Ghulam is a taxi driver who lives in
Blackburn, a once-booming textile town in Lancashire. He has a terrace
house near his local mosque (one of 53 in the area), a silver Nissan car
and a very complex private life.
For
he has so many children that he struggles to remember their names, and
five wives from various countries, including Yemen, Egypt, Turkey and
his own birthplace, Pakistan.
Ghulam’s latest bride is a shy 20-year-old called Hafeza. He brought her to Britain from Morocco, soon after his 45th birthday earlier this year. They married in an Islamic wedding ceremony called ‘the Nikah’ in her village, with Hafeza’s pleased parents among the guests.
Thirty miles across the Pennines in Yorkshire, pizza delivery driver Wasim, 27, has an equally complicated domestic life.
He lives in a part of Dewsbury called Savile Town, a network of 11 terrace streets dominated by one of the biggest mosques in Europe, where most residents are Asian with origins in Pakistan or India.
Wasim has three wives, the first of whom lives with him and their three
teenage sons. His other two wives have separate houses in Savile Town,
one down the road and another round the corner. He visits each two
nights a week.
The women have had several of Wasim’s children and he hopes the youngest bride (aged 19) will soon present him with another baby.
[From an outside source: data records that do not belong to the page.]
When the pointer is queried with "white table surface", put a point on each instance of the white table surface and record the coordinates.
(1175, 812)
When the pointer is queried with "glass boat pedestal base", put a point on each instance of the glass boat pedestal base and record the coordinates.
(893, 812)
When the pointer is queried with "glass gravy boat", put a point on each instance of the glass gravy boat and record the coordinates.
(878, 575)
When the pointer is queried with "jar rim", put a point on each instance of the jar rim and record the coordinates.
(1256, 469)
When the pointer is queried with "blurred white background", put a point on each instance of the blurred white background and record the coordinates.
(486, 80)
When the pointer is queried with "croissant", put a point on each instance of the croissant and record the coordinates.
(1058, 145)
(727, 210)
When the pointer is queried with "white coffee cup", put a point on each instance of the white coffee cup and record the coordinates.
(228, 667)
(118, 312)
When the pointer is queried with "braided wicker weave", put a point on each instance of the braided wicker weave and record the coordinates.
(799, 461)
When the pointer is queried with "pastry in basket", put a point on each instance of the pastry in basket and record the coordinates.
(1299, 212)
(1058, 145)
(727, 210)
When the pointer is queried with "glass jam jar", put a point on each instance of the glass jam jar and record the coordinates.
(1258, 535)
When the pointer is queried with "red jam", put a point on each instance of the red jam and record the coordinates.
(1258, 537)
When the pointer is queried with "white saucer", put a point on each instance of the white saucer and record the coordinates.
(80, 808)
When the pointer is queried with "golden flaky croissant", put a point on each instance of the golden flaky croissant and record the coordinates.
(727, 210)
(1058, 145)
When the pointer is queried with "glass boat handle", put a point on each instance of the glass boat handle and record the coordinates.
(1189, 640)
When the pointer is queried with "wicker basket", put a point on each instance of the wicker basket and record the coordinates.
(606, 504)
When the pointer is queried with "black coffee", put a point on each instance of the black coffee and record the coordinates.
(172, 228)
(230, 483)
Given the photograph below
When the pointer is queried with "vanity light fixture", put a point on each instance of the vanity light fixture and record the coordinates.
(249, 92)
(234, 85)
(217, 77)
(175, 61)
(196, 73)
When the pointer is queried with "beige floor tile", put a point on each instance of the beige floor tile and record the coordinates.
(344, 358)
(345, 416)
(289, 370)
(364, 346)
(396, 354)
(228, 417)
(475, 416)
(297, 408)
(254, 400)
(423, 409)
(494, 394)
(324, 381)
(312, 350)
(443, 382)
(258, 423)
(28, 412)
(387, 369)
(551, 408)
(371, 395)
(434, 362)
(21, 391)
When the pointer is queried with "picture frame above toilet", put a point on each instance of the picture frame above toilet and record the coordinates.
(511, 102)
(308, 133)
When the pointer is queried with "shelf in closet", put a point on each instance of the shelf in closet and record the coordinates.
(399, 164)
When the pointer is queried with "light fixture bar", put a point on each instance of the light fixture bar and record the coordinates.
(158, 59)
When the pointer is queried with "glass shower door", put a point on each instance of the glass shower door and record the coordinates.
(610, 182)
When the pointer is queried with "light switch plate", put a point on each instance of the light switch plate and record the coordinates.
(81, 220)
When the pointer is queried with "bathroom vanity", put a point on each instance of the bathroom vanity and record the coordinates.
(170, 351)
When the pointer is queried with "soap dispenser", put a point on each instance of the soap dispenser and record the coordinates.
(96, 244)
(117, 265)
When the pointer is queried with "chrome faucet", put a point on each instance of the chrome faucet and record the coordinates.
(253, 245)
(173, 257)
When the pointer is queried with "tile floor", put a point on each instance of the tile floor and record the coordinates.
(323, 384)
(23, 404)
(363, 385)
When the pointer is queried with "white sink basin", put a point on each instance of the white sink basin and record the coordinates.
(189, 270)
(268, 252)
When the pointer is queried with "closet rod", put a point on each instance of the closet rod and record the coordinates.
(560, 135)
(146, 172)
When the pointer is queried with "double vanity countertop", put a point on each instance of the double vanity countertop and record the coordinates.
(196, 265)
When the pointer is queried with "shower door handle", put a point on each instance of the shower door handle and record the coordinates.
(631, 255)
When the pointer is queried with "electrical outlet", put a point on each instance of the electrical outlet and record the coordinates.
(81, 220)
I learned of Ghulam and Wasim this
week while investigating a subject that is taboo in politically correct
Britain. It is the huge rise of bigamy (having two wives) and polygamy
(more than two) in our Muslim communities.
The
issue was recently bravely highlighted by Baroness Flather, a
crossbench life peer who was herself born in Lahore, now part of
Pakistan.
She warned
the Lords (and also wrote an article for the Mail on the subject) about
how our shambolic benefits system is being exploited by men hailing from
Pakistan and other Muslim nations who indulge in multiple marriages —
with taxpayers forced to foot the bill.
As Baroness Flather explained: ‘The wives are regarded by the welfare system as single mothers, and are therefore entitled to a full range of lone parent payments."